I recently discovered that a small chapel about a mile from our house has "night prayer" every night at 8:00 PM. Truth be told, at 8:00PM on weeknights, I am more likely to be sitting in front of my TV than anywhere else... and a mile down the road, in a beautiful and peaceful chapel that holds no more than about 40 people, and generally has an attendance of 15-20 people, a Compline service is being quietly conducted. I have made it a goal that this month, more days than not, I will be there for the service.

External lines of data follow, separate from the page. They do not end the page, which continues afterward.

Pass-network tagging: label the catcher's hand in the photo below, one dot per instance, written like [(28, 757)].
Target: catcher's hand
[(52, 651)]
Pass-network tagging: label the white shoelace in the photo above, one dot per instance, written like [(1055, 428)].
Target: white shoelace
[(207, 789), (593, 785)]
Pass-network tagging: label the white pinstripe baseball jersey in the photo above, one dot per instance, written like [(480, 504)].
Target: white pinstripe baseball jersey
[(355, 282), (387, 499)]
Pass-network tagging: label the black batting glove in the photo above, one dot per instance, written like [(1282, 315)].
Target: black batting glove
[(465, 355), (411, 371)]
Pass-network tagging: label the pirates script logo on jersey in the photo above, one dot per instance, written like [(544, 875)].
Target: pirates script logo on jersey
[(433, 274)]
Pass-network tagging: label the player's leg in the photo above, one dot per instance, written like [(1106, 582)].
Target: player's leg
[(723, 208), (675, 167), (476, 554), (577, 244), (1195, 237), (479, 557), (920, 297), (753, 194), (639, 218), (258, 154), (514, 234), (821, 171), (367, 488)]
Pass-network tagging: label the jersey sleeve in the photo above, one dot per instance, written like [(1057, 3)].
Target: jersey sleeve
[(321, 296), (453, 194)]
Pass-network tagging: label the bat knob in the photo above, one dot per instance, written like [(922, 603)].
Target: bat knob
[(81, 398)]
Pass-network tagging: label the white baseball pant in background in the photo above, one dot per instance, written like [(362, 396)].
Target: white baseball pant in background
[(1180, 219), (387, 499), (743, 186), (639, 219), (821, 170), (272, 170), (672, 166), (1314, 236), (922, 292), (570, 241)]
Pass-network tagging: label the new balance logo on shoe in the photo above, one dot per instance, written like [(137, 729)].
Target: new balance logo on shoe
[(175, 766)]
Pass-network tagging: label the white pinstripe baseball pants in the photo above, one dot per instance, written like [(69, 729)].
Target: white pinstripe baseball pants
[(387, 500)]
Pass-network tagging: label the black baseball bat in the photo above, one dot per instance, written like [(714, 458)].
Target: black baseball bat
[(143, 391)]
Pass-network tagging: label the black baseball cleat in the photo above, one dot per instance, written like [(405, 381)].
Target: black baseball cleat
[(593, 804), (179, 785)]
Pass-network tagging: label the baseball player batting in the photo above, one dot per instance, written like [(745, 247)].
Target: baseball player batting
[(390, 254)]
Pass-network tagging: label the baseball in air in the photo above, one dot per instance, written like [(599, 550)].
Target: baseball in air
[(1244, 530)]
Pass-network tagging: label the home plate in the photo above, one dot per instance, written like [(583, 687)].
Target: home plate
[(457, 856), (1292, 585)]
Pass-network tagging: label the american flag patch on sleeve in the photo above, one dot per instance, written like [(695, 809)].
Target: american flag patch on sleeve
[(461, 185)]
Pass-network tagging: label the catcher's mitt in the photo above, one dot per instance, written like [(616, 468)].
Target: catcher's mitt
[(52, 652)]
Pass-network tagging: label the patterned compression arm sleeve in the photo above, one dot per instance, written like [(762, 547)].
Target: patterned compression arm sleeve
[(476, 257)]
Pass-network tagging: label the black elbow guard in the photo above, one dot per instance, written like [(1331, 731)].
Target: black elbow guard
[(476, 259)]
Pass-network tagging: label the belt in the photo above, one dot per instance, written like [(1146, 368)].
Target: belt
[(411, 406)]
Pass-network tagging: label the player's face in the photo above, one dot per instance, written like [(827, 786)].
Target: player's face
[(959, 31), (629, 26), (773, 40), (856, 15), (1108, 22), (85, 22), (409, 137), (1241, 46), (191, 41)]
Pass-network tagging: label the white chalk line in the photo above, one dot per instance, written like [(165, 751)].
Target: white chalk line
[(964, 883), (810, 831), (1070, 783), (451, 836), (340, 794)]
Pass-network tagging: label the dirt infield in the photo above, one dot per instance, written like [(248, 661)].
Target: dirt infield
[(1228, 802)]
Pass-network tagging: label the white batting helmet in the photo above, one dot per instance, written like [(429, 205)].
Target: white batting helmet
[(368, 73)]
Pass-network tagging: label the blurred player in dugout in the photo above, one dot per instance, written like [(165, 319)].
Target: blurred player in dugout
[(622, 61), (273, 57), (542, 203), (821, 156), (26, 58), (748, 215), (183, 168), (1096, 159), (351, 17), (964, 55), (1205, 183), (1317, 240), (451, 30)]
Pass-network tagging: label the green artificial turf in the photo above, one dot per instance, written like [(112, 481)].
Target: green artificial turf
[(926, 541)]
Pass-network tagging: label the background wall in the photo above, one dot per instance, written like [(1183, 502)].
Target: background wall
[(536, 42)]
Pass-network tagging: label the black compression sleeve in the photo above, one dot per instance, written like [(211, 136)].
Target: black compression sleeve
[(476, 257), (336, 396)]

As I have mentioned before, I am in the Novitiate stage of becoming a Benedictine Oblate. One of the reasons I am drawn to Monastic spirituality is the intentional way that those in Monastic communities live with a certain rhythym and flow in the presence of God. With all the habits we develop, (being "present" for our favorite TV show - not so necessary anymore now that we have Tivo/DVR - having dessert after dinner, morning coffee, reading the Newspaper, etc.), there is no point to raging against the reality that we are creatures of habit. Even our pets have habits. Simcha, our last cat, had evening rituals... in many ways she was a creature of habit. Not so much our new cat Mishu, who is a creature of impulse. But Simcha had a certain order to her life that fascinated me.

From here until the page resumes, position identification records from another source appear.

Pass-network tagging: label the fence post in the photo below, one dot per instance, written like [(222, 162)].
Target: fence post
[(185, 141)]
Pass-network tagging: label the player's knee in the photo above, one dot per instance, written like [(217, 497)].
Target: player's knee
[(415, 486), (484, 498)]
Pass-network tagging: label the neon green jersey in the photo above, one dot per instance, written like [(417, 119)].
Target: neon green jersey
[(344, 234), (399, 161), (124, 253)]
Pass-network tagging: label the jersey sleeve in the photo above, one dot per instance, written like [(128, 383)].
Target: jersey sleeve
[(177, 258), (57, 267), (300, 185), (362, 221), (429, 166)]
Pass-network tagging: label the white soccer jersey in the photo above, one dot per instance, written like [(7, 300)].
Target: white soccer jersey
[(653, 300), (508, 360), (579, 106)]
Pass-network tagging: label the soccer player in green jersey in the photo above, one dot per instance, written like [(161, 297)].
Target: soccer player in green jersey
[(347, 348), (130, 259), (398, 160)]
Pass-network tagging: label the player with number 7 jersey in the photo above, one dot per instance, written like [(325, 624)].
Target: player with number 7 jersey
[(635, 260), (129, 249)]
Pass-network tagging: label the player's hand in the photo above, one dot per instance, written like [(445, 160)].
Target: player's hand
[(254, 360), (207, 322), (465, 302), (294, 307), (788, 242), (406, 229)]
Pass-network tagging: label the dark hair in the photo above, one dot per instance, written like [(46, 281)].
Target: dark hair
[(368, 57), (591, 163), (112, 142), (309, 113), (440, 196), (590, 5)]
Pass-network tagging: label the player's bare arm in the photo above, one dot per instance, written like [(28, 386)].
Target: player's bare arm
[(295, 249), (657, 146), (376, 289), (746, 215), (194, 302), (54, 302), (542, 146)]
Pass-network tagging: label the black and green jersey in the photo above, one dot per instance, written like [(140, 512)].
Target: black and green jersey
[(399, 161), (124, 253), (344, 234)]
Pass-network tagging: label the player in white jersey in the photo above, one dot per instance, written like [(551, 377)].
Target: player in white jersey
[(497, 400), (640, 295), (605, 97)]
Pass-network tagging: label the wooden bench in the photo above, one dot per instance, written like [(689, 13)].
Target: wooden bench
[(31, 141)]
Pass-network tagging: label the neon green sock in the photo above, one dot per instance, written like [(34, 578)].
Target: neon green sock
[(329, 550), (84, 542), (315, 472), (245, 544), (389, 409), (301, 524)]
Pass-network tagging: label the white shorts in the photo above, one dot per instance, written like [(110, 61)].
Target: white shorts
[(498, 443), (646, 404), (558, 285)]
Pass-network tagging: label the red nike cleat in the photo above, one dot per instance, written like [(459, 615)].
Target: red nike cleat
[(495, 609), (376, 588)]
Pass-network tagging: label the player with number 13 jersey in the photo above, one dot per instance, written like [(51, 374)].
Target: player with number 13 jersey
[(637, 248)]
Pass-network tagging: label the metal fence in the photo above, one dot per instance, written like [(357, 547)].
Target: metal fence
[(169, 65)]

But I digress. So, I've had enough of feeding bad habits, and I feel a certain desire to incorporate "habits" that acknowledge and honor God, and habits that feed my "higher" self with the time that I have left. And, I find that when I attend the Compline service, I enter the evening with much greater peace. Also, I am less concerned than ever about "denomination." I am not a Catholic, yet, I find a reverence and beauty in the Divine office. It is like poetry to God. I don't care what denominational language is spoken, if I am making music to God and honoring Jesus...

...it's good stuff!

Protect us, Lord, as we stay awake; watch over us as we sleep, that awake, we may keep watch with Christ, and asleep, rest in his peace. Alleluia.